2020 年 7 月 14 日、Microsoft は「CVE-2020-1350 | Windows DNS サーバーのリモートでコードが実行される脆弱性」で説明されている問題に対するセキュリティ更新プログラムをリリースしました。 このアドバイザリでは、DNS サーバーの役割を実行するように構成されている Windows サーバーに影響を与える重要なリモート コード実行 (RCE) の脆弱性について説明しています。 サーバー管理者はできるだけ早くセキュリティ更新プログラムを適用することを強くお勧めします。

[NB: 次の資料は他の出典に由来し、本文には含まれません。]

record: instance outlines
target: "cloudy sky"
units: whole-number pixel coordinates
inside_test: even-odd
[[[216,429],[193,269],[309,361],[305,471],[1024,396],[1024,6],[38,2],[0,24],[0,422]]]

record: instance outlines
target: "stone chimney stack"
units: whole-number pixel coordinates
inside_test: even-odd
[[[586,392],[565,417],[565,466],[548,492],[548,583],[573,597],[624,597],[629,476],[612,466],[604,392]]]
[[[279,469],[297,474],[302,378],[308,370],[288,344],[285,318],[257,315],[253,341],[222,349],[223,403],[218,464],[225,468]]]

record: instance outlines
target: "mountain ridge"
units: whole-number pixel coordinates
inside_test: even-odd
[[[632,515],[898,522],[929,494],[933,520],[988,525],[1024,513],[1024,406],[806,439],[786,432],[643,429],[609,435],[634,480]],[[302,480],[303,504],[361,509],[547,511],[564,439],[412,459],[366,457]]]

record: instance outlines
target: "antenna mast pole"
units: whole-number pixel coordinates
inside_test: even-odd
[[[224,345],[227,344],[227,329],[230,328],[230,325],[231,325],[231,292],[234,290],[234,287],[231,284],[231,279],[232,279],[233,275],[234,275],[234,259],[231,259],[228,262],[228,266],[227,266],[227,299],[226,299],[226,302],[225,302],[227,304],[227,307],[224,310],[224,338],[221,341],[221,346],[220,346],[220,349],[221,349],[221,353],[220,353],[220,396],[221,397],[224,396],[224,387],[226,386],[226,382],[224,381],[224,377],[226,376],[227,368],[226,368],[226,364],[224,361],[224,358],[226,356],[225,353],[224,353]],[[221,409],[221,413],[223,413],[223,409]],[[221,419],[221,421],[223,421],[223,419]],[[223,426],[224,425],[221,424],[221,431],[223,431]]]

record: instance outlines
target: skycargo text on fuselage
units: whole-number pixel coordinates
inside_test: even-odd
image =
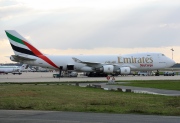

レジストリベースの回避策は、影響を受ける Windows サーバーを保護するために使用でき、管理者がサーバーを再起動することなく実装できます。 この脆弱性は不安定であるため、管理者は、標準の展開方法を使用してシステムを更新できるようにするために、セキュリティ更新プログラムを適用する前に回避策を実装する必要がある場合があります。

回避策


重要
このセクションの手順の実行には注意が必要です。 レジストリを誤って変更すると、深刻な問題が発生することがあります。 変更する前に、問題の発生に備えて復元用にレジストリのバックアップを作成してください。

この脆弱性を回避するには、次のレジストリを変更して、許可される最大の受信 TCP ベースの DNS 応答パケットのサイズを制限します。

サブキー: HKEY_LOCAL_MACHINE\SYSTEM\CurrentControlSet\Services\DNS\Parameters 

値: TcpReceivePacketSize 

種類: DWORD 

値のデータ: 0xFF00

注意事項

  • 既定 (最大) 値データ = 0xFFFF
  • 推奨値データ = 0xFF00 (最大値より 255 バイト少ない)。
  • レジストリの変更を有効にするには、DNS サービスを再起動する必要があります。 このためには、管理者特権を持つコマンド プロンプトで次のコマンドを実行します。

net stop dns && net start dns

回避策の実装後、上位サーバーからの DNS 応答が 65,280 バイトより大きい場合、Windows DNS サーバーはクライアントの DNS 名を解決できなくなります。